Scheduled Blocks: For a lot of your code you don’t want to spend too much time optimizing the ordering and stalling of instructions. So I wrote a basic scheduler to do this for you. This way you can focus on just writing clear code that’s easy to maintain. In addition to the stall control values it also automatically figures out the best register reuse control flags to use (a new feature with Maxwell and cuda 6.5). But for performance blocks of code you don’t have to auto schedule it and can very carefully place your instructions to maximize throughput.
Macro Language: I implemented this assembler in Perl and embedded the interpreter as a macro language. This allows you to keep your code nicely rolled up without having a gazillion instructions to maintain. This makes it feel more like developing in a scripted language rather than assembly.
Control Codes: Any instruction placed in a scheduled block has any required stall counts managed automatically. But the other aspects of the control notation I deliberately don’t manage for you. These are mainly the dependency barriers that memory operations make use of to signal when data is ready to use. Managing these automatically is a hard problem and is one I feel is better left up to the developer to work out. Setting these codes actually adds a fun aspect to gpu programming that cuda c or ptx doesn’t expose.

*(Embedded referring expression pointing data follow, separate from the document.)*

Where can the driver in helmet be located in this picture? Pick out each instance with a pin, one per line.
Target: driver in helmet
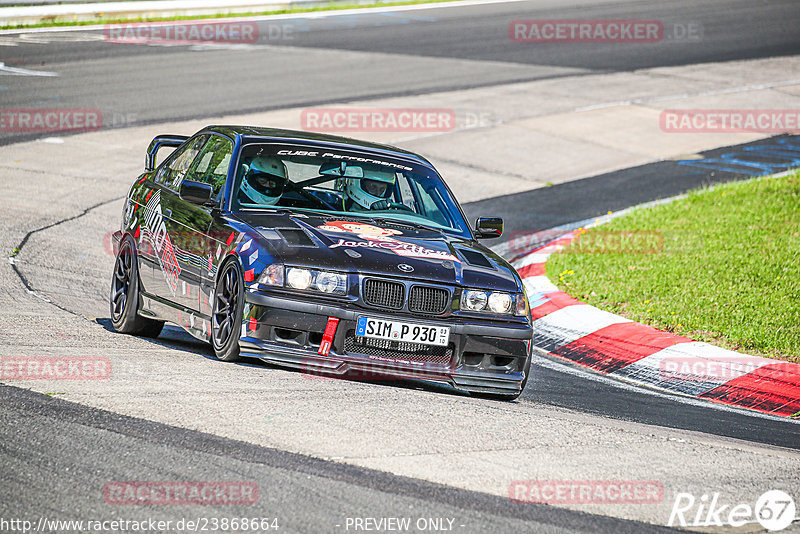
(264, 181)
(361, 194)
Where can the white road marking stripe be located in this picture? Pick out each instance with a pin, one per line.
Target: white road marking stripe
(538, 284)
(14, 71)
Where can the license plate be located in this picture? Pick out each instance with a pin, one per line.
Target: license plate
(397, 331)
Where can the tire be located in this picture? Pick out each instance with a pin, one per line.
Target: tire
(124, 297)
(227, 312)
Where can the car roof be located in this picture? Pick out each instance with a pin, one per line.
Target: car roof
(257, 133)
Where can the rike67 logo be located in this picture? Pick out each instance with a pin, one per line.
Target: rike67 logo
(775, 510)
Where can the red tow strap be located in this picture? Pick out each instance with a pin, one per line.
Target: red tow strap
(327, 337)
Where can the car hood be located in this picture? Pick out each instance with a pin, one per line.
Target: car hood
(381, 247)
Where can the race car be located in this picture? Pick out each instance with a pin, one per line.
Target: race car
(321, 253)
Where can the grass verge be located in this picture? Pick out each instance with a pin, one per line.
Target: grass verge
(721, 266)
(332, 6)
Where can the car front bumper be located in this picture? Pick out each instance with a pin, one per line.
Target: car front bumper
(482, 357)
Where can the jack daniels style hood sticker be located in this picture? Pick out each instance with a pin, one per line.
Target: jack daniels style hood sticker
(375, 237)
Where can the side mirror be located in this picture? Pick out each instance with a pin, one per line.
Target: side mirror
(159, 141)
(196, 192)
(488, 227)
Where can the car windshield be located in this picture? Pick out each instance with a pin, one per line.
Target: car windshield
(338, 182)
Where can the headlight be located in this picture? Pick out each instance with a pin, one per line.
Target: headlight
(298, 278)
(493, 302)
(474, 300)
(304, 279)
(272, 275)
(500, 302)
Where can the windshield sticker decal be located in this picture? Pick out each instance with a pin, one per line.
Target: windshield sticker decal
(381, 238)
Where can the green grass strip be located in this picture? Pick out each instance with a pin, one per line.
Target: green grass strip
(721, 266)
(333, 6)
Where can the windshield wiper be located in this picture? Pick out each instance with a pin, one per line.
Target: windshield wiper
(385, 220)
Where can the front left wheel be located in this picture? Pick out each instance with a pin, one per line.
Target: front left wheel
(124, 298)
(226, 315)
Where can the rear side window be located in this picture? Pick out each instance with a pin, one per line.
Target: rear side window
(173, 173)
(212, 164)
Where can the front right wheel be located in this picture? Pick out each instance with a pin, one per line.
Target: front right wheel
(227, 313)
(124, 298)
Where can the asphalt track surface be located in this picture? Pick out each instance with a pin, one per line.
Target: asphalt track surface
(160, 84)
(395, 54)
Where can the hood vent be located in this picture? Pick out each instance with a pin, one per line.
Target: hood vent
(476, 258)
(296, 237)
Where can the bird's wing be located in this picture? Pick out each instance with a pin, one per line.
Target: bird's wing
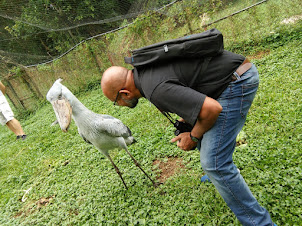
(84, 138)
(111, 126)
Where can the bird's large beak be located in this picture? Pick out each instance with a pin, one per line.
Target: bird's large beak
(63, 113)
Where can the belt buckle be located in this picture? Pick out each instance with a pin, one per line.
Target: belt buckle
(235, 76)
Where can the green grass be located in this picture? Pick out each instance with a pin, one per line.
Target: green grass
(82, 188)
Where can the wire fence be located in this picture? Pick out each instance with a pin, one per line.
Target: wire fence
(40, 43)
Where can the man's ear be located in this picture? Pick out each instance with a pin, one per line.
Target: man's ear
(124, 91)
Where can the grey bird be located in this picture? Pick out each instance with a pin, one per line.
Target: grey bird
(103, 131)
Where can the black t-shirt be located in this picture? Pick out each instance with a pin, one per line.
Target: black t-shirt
(180, 86)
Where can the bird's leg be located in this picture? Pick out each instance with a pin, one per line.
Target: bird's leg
(138, 165)
(118, 171)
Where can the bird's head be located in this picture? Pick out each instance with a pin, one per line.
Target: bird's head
(57, 97)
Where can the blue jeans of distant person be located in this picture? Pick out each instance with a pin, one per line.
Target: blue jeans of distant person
(217, 147)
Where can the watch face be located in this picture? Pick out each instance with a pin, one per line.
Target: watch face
(194, 138)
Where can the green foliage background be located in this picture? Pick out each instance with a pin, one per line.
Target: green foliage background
(83, 188)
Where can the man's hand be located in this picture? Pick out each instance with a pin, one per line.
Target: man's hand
(184, 141)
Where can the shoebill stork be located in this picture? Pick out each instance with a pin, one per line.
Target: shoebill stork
(103, 131)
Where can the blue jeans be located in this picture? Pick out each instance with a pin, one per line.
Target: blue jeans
(217, 147)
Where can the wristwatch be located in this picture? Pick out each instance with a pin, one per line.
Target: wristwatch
(195, 139)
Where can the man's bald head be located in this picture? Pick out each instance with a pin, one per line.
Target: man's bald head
(113, 79)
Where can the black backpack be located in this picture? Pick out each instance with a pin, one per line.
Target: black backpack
(205, 44)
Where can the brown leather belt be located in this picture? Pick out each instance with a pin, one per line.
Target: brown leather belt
(246, 65)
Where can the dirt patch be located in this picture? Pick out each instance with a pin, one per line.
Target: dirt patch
(168, 168)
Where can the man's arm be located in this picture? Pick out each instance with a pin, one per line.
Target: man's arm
(207, 117)
(2, 87)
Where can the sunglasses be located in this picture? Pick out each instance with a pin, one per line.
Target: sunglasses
(117, 95)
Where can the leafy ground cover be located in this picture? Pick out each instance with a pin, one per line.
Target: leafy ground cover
(56, 178)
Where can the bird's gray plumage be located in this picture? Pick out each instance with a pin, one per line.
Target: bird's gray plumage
(103, 131)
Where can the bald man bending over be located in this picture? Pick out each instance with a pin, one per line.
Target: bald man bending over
(215, 100)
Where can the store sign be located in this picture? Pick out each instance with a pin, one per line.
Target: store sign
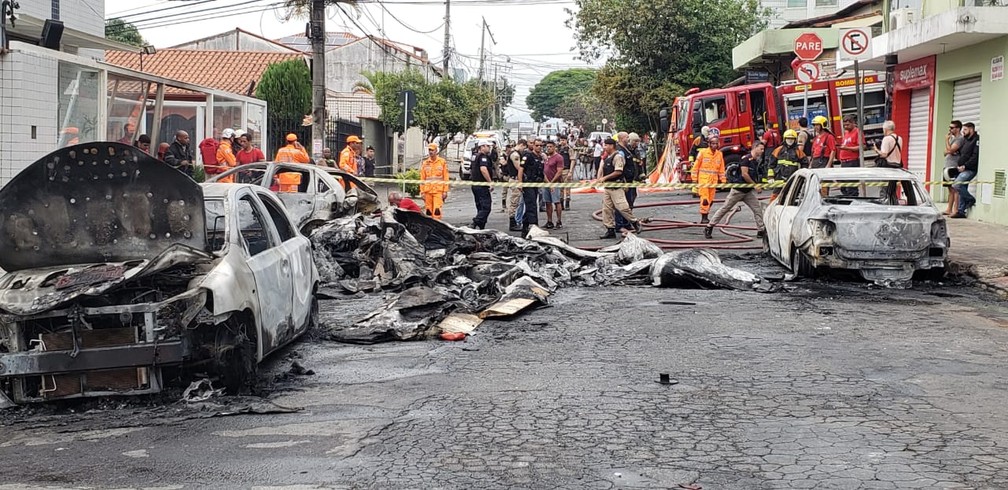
(997, 68)
(918, 74)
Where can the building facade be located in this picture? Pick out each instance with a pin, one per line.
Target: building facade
(950, 58)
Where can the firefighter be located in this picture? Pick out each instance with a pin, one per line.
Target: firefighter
(709, 170)
(787, 158)
(434, 169)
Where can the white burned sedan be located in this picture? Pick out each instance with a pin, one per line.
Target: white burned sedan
(120, 267)
(886, 233)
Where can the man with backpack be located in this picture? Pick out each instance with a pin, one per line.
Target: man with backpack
(745, 171)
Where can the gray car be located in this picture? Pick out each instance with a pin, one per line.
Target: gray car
(886, 233)
(120, 267)
(311, 194)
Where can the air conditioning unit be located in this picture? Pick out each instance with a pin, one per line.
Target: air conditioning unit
(902, 17)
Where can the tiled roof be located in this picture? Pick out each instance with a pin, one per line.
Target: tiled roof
(226, 71)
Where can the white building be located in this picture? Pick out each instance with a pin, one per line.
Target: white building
(67, 95)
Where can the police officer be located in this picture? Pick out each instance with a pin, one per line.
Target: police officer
(530, 171)
(627, 145)
(481, 172)
(615, 200)
(787, 158)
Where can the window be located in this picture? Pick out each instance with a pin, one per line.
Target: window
(293, 180)
(254, 231)
(798, 193)
(715, 110)
(215, 225)
(279, 220)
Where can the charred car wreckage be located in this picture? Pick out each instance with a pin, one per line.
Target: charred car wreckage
(312, 195)
(121, 270)
(886, 230)
(120, 267)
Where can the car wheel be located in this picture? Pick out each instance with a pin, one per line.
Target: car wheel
(238, 363)
(801, 265)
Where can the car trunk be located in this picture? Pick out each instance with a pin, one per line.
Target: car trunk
(890, 228)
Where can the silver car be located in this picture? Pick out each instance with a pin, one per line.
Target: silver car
(120, 267)
(886, 233)
(311, 194)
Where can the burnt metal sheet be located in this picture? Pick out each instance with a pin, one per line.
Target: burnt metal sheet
(33, 363)
(93, 203)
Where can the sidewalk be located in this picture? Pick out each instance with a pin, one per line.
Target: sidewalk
(981, 250)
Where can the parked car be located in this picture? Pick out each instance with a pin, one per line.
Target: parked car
(311, 194)
(886, 235)
(120, 267)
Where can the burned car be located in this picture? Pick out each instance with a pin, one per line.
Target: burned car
(311, 194)
(120, 267)
(886, 233)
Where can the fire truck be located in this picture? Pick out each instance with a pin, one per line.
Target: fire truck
(745, 114)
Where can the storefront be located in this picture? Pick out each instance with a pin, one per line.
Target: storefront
(912, 102)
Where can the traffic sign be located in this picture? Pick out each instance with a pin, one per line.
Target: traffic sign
(855, 43)
(807, 46)
(806, 73)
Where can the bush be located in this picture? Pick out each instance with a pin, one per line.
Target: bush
(413, 190)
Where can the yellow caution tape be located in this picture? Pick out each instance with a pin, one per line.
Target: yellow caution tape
(666, 186)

Disassembly: Sometimes you just want to slightly tweak a compiled program. This tool makes that really easy to do. It can dump cubin code in an easy to edit format and you can just insert it back in. In fact, the program isn’t designed to work from scratch. You need to at least to start out with the shell of a kernel that defines the globals, shared memory, and params. It dumps that and you take it from there.
There are lots of other little features to talk about but just wanted to put together a high level description first. I wrote it in Perl but I’ll probably convert it to Python at some point (this seems like the perfect project to finally learn that language.) As it is, I find it pretty easy to now write code that performs within 5% of the theoretical throughput, which for GM107 is 1.6 TFlops. The best I was getting from bashing my head against ptxas was around 70%.
Anyway, I wanted to see if there was any interest in me putting this up on google code or github or something for others to play with, use, and perhaps extend. The op code coverage is around 80% at this point. I can dis and re-assemble all of cublas_device.lib with zero errors. But there’s still more to do: more op codes and more micro benchmarks to fine tune the scheduler.
nVidia may try to claim this violates my EULA, but I call bullshit on that. I’m more than happy to fight them on that front.